In the newest version, residents who want to have a recreational fire in their back yards will not have to call the fire department in advance. Additionally, the size limitation for fire pits has been changed from one that regulated diameter to an area no more than nine square feet.

The ordinance also changes the distance open fires must be located from a structure or property line from 15 feet to 10 feet.

Despite the protests of some who would prefer the ordinance not pertain to grills at all, the five-feet distance requirement between a building and a grill remains in the new ordinance, but that restriction is in effect only when the grill is in use. Furthermore, residents who have built-in grills located closer than five feet to their homes can get special permission from the fire marshal to continue using the grills.

The ordinance also introduces a permit requirement that will involve inspection of the fire pit or other burning device and its location by the fire marshal. There will be no charge for the permit, which will good indefinitely as long as the person applying continues to reside at the same address.

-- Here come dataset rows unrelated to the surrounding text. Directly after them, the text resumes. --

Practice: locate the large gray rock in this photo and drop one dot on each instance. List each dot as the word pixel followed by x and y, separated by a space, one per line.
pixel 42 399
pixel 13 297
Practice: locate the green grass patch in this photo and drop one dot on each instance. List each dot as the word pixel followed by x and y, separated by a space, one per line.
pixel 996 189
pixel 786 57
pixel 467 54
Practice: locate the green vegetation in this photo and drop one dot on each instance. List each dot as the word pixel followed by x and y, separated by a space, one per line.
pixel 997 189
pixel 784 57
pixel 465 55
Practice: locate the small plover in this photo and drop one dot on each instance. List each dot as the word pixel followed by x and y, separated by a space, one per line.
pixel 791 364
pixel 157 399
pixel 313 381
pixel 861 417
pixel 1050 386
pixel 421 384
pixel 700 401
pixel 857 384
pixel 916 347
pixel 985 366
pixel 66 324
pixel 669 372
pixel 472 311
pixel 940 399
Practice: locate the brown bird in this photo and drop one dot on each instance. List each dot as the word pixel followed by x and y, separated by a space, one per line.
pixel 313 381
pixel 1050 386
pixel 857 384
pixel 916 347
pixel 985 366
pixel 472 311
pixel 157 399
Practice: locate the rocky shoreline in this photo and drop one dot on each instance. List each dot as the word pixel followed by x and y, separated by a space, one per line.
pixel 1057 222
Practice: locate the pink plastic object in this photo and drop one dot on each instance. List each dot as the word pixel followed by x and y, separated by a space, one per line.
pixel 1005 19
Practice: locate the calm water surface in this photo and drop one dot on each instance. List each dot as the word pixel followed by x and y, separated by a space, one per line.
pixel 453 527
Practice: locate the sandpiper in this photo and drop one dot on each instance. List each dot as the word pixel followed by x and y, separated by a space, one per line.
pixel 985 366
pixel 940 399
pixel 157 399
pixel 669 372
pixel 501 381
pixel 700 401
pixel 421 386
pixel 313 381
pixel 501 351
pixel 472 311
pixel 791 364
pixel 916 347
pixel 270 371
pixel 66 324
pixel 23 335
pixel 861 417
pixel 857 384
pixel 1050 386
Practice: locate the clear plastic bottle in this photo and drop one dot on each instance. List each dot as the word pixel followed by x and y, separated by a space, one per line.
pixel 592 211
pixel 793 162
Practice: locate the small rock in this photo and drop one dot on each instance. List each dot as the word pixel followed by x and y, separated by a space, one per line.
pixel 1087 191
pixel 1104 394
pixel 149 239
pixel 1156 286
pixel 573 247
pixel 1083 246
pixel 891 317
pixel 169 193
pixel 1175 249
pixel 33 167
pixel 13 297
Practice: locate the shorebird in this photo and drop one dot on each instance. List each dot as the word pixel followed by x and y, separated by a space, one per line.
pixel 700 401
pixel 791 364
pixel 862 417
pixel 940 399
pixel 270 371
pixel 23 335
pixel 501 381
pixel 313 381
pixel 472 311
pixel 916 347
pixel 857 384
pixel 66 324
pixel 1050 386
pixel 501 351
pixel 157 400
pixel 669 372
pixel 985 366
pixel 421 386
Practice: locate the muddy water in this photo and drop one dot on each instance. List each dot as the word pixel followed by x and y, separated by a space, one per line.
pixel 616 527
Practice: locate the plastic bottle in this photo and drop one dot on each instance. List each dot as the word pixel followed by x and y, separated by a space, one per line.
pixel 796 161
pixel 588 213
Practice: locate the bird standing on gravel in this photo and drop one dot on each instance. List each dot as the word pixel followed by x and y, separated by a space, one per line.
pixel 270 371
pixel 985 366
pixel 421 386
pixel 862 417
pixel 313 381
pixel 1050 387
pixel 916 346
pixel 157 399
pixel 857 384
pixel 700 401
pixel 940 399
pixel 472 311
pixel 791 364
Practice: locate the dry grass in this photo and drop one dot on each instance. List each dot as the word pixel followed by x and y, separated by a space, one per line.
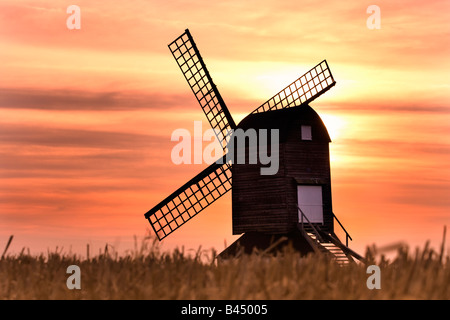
pixel 149 274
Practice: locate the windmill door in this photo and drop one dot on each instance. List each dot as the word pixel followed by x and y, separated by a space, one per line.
pixel 310 202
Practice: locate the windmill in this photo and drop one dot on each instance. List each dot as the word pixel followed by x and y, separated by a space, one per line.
pixel 294 203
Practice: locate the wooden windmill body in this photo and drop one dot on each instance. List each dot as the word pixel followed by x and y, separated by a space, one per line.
pixel 293 205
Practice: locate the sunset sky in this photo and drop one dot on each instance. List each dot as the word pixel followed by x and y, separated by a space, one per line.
pixel 86 116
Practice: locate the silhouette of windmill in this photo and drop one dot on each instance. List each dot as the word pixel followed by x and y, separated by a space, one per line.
pixel 295 203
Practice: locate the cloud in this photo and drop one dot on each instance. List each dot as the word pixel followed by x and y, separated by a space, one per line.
pixel 59 99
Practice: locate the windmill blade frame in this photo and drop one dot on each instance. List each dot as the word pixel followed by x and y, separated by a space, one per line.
pixel 190 199
pixel 188 58
pixel 305 89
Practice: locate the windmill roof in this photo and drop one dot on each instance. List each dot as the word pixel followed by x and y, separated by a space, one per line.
pixel 285 120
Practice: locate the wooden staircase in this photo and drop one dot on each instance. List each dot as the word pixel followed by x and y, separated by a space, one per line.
pixel 327 242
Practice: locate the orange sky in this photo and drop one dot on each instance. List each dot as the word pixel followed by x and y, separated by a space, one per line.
pixel 86 115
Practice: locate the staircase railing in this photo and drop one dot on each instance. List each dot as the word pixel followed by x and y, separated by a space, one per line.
pixel 302 215
pixel 347 235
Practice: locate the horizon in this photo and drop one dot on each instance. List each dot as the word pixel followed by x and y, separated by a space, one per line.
pixel 88 114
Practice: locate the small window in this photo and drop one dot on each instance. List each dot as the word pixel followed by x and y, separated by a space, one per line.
pixel 306 133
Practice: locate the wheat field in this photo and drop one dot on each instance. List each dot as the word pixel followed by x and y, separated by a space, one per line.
pixel 148 273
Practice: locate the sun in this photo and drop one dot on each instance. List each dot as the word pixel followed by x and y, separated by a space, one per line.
pixel 334 124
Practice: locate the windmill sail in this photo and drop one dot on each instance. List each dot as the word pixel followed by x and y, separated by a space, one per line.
pixel 305 89
pixel 188 58
pixel 190 199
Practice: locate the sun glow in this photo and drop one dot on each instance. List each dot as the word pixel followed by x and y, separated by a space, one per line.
pixel 335 125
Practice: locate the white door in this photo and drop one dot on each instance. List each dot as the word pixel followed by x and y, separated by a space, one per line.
pixel 310 202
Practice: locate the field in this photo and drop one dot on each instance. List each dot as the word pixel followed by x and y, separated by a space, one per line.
pixel 148 273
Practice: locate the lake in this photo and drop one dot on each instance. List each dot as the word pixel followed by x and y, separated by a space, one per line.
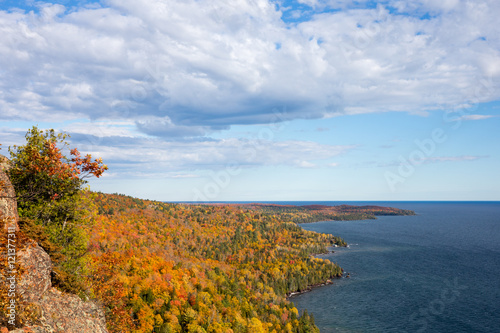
pixel 438 271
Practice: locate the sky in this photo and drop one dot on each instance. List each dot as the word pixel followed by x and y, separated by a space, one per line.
pixel 260 100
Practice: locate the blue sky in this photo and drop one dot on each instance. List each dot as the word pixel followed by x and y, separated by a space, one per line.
pixel 263 100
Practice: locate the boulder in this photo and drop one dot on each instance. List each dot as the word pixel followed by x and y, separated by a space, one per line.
pixel 58 312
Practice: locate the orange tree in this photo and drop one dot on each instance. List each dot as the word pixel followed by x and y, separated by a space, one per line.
pixel 53 205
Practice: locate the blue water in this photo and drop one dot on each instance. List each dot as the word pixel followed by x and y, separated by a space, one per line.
pixel 438 271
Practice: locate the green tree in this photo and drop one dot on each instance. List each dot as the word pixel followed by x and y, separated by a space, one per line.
pixel 53 205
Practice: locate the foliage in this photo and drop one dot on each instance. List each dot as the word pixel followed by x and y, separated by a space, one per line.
pixel 50 195
pixel 162 267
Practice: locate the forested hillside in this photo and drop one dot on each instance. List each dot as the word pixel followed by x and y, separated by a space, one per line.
pixel 196 268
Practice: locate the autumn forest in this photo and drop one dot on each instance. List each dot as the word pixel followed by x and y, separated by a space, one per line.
pixel 165 267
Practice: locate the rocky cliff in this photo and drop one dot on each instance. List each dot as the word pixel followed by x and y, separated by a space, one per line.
pixel 27 298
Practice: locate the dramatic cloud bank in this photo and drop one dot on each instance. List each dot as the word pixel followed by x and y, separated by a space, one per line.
pixel 188 68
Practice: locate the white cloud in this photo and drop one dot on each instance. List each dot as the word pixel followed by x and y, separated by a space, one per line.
pixel 452 158
pixel 208 65
pixel 476 117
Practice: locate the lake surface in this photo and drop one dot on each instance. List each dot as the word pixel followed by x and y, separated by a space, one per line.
pixel 438 271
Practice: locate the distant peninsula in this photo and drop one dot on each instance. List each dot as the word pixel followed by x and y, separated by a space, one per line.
pixel 316 213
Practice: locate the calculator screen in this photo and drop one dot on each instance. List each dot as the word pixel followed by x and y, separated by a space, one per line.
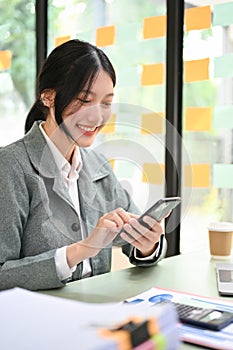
pixel 226 276
pixel 214 315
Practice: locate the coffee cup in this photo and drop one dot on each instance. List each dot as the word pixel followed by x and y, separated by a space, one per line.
pixel 220 239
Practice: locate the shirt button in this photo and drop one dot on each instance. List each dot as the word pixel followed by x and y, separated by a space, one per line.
pixel 75 226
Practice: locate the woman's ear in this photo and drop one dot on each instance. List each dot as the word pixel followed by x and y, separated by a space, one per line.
pixel 47 98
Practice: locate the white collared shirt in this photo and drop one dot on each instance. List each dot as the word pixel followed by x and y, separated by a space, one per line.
pixel 70 174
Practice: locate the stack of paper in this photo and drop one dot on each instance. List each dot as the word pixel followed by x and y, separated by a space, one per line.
pixel 32 321
pixel 220 340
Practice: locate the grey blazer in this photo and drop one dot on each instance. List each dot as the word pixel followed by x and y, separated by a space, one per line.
pixel 37 216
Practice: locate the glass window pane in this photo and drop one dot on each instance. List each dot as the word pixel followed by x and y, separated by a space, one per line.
pixel 207 123
pixel 17 66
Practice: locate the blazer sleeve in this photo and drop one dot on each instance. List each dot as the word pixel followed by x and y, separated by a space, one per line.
pixel 33 272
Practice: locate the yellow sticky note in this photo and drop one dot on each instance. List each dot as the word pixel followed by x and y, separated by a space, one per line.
pixel 197 175
pixel 152 74
pixel 105 35
pixel 153 123
pixel 61 39
pixel 110 126
pixel 198 119
pixel 5 59
pixel 154 27
pixel 196 70
pixel 197 18
pixel 153 173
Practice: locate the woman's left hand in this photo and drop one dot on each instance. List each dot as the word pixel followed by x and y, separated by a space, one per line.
pixel 142 238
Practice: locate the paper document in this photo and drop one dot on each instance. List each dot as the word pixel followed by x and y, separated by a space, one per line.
pixel 33 321
pixel 221 340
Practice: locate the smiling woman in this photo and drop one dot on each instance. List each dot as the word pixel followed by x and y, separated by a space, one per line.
pixel 66 206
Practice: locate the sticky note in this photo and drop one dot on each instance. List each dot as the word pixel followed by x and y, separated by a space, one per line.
pixel 105 36
pixel 152 74
pixel 196 70
pixel 110 125
pixel 154 27
pixel 197 175
pixel 198 119
pixel 223 175
pixel 153 173
pixel 153 123
pixel 223 66
pixel 112 162
pixel 5 59
pixel 128 77
pixel 197 18
pixel 222 14
pixel 127 32
pixel 61 39
pixel 222 117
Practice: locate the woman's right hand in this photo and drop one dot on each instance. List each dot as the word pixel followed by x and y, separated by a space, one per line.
pixel 103 234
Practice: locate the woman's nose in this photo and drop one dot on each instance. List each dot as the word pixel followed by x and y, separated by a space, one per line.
pixel 95 114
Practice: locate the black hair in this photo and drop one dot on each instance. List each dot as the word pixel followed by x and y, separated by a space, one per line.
pixel 67 70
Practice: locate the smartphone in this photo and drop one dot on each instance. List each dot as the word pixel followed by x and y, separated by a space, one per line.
pixel 224 272
pixel 160 209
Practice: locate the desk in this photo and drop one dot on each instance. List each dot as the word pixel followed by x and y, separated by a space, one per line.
pixel 192 273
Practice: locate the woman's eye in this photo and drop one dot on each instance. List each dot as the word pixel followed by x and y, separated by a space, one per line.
pixel 84 101
pixel 106 104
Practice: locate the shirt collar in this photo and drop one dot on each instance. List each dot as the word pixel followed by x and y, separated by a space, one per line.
pixel 69 171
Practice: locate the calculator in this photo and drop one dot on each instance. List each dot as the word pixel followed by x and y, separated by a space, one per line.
pixel 201 317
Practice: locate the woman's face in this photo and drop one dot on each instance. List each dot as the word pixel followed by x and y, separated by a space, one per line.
pixel 86 116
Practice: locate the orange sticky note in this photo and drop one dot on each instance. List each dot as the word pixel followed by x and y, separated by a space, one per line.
pixel 152 74
pixel 153 123
pixel 197 18
pixel 198 119
pixel 5 59
pixel 196 70
pixel 154 27
pixel 110 126
pixel 61 39
pixel 105 35
pixel 197 175
pixel 153 173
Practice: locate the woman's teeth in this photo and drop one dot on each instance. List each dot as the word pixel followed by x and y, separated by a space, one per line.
pixel 85 128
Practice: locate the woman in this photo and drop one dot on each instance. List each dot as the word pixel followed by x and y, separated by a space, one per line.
pixel 61 206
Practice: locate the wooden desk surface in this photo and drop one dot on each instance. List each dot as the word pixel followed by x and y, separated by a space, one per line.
pixel 191 273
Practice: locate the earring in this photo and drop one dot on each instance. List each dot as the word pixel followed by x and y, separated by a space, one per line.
pixel 46 101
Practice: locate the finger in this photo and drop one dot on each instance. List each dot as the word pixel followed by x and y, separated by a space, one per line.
pixel 155 225
pixel 123 214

Council member Jane Braunlich said that the ordinance protects everyone, burners and non-burners alike. It sets specific standards for what can be burned and where, so that complaining neighbors cannot interfere with a fire that is in compliance, she said. At the same time, it gives local officials the ability to eliminate fires that pose health and safety risks, Braunlich said.

Braunlich said that, in the last few months, Bellevue fire officials have had five calls for fires that would be illegal under this ordinance, including one in which an unattended grill was being used on a porch right next to combustible material, and others that involved residents burning improper items such as leaves or building materials.

She also argued that grills should not be excluded from the ordinance due to their potential for damage and injury. In one year, she said, grills accounted for $37 million in damages nationwide. During that same time period, according to Braunlich, 100 people were hurt and 10 were killed in grilling accidents.

Council member Mark Helbling said that council could not make laws regarding behavior that was just "common sense."

"I can't be in favor of any grill regulations," he said.

"It's not the responsible people that we're worried about," Braunlich said.

She reported that every municipality surrounding Bellevue has an ordinance containing similar -- and in some cases much stricter -- regulations on burning. Those communities include Avalon, Emsworth, West View, Ross and the City of Pittsburgh.

"We're in step with the other communities," she said.

Council approved the amendments in a 7-1 vote with Helbling opposed and Frank Camello absent.